Attorney Paul Kunz sued the Palm Beach County School Board in 2015 after his son was placed in a kindergarten class with 21 students. A 2002 amendment to the state constitution calls for “core” K-3 classes to have no more than 18 students.

Attorney Paul Kunz

Paul Kunz

Kunz’s lawsuit took aim at the school’s decision to use a state-approved loophole to avoid hiring more teachers to reduce class sizes.

The lawsuit was filed nearly 1 ½ years ago but languished in court as Palm Beach County Circuit Judge Lisa Small mulled the school board’s motion to dismiss the case.

On Wednesday, Small grant the school board’s motion and tossed the suit, saying that a private individual does not have a right to sue a school board regarding the state’s class-size rules since the state government is responsible for their implementation.

“The Class Size Amendment only expressly imposes obligations on the state and not on district school boards,” she wrote.

Kunz said he was disappointed by the ruling and that he plans to appeal. (Read the ruling here).

Palm Beach County Circuit Judge Lisa Small (Palm Beach Daily News file photo)

Palm Beach County Circuit Judge Lisa Small (Palm Beach Daily News file photo)
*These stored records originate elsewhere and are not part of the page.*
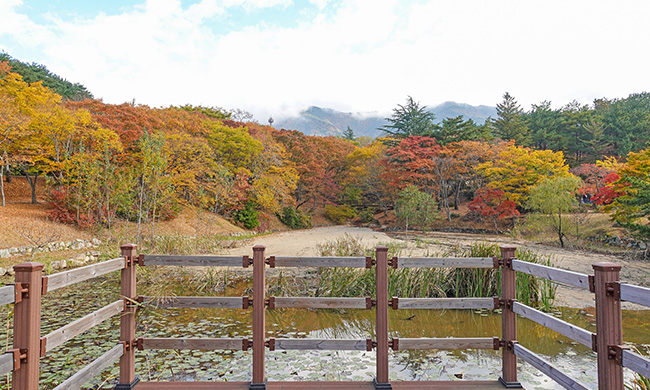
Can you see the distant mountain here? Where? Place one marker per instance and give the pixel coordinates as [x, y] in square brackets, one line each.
[326, 121]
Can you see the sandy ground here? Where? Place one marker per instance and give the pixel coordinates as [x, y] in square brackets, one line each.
[304, 242]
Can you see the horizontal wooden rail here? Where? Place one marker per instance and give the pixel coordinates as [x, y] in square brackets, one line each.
[91, 370]
[7, 295]
[571, 278]
[445, 262]
[193, 343]
[444, 303]
[197, 302]
[636, 294]
[6, 363]
[321, 303]
[445, 343]
[354, 262]
[73, 329]
[548, 369]
[636, 363]
[67, 278]
[571, 331]
[321, 344]
[193, 261]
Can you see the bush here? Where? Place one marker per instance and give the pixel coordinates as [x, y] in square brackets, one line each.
[339, 214]
[294, 218]
[247, 216]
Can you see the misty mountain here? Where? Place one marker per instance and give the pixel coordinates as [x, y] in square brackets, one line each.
[326, 121]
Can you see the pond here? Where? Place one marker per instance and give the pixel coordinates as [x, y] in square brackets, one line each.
[63, 306]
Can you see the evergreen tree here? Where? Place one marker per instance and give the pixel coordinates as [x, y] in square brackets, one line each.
[511, 122]
[410, 119]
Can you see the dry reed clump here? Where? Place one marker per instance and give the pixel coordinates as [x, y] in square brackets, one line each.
[430, 282]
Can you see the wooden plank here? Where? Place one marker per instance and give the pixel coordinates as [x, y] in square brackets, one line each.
[636, 363]
[63, 279]
[73, 329]
[636, 294]
[195, 302]
[445, 262]
[446, 303]
[91, 370]
[321, 344]
[446, 343]
[7, 295]
[286, 261]
[207, 344]
[320, 303]
[194, 261]
[571, 278]
[323, 385]
[569, 330]
[6, 363]
[547, 368]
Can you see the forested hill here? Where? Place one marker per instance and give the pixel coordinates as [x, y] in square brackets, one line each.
[326, 121]
[36, 72]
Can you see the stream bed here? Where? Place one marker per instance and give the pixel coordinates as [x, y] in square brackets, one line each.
[63, 306]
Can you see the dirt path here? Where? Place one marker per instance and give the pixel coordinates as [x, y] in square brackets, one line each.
[304, 243]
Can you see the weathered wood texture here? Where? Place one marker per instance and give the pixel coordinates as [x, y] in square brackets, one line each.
[320, 303]
[446, 343]
[7, 295]
[548, 369]
[636, 294]
[194, 261]
[6, 363]
[446, 303]
[67, 332]
[208, 344]
[321, 344]
[636, 363]
[445, 262]
[609, 325]
[569, 330]
[571, 278]
[91, 370]
[342, 385]
[27, 325]
[354, 262]
[195, 302]
[63, 279]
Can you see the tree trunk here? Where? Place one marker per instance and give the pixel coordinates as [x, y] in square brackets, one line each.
[32, 183]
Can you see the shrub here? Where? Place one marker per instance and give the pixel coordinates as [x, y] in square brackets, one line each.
[294, 218]
[339, 214]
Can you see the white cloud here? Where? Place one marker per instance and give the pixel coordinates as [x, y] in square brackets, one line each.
[365, 55]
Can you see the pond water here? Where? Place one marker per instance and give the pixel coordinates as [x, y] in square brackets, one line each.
[61, 307]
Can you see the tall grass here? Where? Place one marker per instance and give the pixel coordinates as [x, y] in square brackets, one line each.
[430, 282]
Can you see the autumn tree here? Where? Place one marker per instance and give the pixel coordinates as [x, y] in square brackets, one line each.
[555, 197]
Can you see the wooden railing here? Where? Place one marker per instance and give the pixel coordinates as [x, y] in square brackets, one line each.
[28, 346]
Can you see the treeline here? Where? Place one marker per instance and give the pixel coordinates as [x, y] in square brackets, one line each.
[106, 162]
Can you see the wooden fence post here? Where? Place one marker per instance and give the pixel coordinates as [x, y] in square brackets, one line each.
[381, 292]
[609, 331]
[259, 313]
[508, 319]
[27, 324]
[128, 379]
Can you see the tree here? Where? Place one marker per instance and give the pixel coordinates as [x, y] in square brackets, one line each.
[416, 208]
[492, 203]
[510, 122]
[555, 197]
[410, 120]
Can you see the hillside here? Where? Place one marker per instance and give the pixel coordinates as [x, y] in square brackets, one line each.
[326, 121]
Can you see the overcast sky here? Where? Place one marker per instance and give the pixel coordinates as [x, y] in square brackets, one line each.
[276, 57]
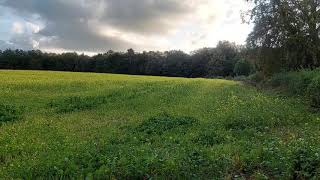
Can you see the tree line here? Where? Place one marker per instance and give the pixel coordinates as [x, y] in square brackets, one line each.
[219, 61]
[285, 37]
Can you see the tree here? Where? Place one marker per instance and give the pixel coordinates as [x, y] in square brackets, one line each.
[243, 68]
[291, 28]
[223, 59]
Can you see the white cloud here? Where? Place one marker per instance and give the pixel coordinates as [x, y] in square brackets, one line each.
[18, 28]
[100, 25]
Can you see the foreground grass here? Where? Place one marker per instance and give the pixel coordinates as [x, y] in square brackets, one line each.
[80, 125]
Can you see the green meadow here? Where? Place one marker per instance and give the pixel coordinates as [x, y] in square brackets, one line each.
[58, 125]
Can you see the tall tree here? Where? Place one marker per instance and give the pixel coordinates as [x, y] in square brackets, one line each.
[290, 28]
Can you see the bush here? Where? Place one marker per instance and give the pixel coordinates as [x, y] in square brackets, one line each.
[9, 113]
[314, 92]
[242, 68]
[256, 78]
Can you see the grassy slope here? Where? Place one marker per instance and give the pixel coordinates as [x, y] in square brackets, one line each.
[102, 126]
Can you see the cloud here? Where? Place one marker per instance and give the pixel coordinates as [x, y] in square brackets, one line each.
[17, 28]
[100, 25]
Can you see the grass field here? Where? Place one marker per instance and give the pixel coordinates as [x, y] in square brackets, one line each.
[103, 126]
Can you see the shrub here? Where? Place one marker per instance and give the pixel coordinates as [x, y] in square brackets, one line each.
[256, 78]
[9, 113]
[314, 92]
[243, 68]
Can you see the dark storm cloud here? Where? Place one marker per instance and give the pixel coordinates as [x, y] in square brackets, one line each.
[75, 24]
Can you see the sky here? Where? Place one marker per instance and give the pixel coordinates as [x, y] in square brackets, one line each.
[95, 26]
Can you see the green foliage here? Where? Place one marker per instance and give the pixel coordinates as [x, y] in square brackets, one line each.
[256, 78]
[304, 83]
[76, 103]
[209, 137]
[162, 123]
[9, 113]
[243, 68]
[279, 44]
[104, 126]
[313, 92]
[217, 61]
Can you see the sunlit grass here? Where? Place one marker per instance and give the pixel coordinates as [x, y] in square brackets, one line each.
[78, 125]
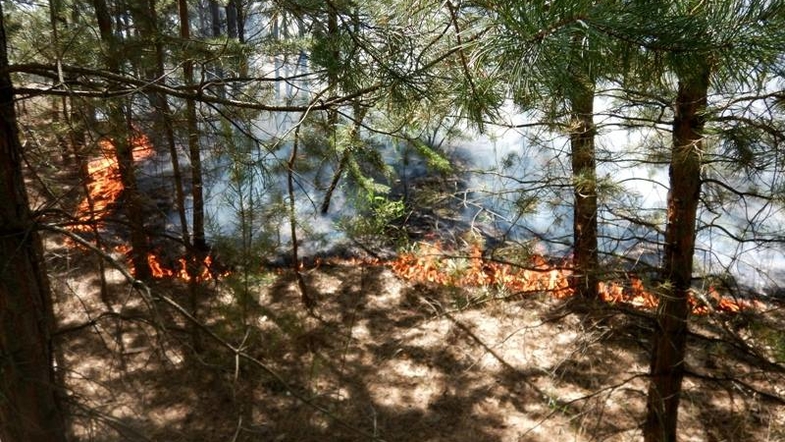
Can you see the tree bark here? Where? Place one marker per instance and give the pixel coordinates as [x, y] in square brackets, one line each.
[585, 281]
[669, 347]
[197, 224]
[121, 129]
[167, 128]
[29, 409]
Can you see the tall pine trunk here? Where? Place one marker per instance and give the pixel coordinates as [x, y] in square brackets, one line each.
[166, 126]
[667, 359]
[119, 116]
[197, 224]
[29, 409]
[585, 255]
[198, 250]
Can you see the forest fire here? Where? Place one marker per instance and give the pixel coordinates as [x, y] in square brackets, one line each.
[206, 270]
[434, 265]
[104, 185]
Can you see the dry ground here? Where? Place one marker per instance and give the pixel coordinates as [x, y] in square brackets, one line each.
[388, 360]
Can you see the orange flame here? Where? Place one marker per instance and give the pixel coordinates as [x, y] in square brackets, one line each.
[206, 269]
[431, 264]
[104, 185]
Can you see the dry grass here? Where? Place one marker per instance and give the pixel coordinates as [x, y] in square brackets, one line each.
[386, 359]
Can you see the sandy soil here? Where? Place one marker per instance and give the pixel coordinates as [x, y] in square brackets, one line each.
[386, 359]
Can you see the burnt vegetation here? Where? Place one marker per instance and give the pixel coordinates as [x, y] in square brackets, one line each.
[392, 221]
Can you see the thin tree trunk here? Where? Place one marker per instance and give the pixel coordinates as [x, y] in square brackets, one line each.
[198, 250]
[585, 259]
[667, 363]
[199, 241]
[359, 113]
[119, 116]
[29, 408]
[165, 118]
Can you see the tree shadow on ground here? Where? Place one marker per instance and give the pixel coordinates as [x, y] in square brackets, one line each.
[381, 359]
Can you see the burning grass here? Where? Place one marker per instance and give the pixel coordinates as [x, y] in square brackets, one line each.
[432, 263]
[104, 185]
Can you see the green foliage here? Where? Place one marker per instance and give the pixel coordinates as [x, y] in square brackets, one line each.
[376, 220]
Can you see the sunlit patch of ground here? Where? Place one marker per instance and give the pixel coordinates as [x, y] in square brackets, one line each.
[385, 358]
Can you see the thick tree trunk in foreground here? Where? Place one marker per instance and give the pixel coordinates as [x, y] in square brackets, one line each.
[29, 410]
[667, 363]
[585, 259]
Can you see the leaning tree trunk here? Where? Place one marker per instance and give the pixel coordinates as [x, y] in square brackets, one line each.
[585, 258]
[29, 410]
[667, 359]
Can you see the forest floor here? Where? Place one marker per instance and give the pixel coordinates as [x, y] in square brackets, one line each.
[388, 359]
“A parent does not have the right to challenge the school board’s compliance with the constitution?” he asked rhetorically.

Since the constitutional amendment took effect, state lawmakers have carved out several exemptions to the class-size limits, including for college-level courses, foreign-language classes, arts classes.

More recently, lawmakers in 2013 created a special waiver for so-called “schools of choice,” a designation that all public schools in Palm Beach County now claim, including the Addison Mizner Elementary in Boca Raton, which Kunz’s son attends.

Under the loophole, all “schools of choice” are allowed to measure their compliance based on their average class sizes rather than applying the limits to each classroom individually.

Kunz took issue not just with Mizner Elementary’s decision to declare itself a school of choice (it had no magnet, or “choice,” programs), and also with the entire loophole itself.

Florida education law experts said at the time that it appeared to be the first direct legal challenge to the legality of any of the Legislature’s class-size loopholes.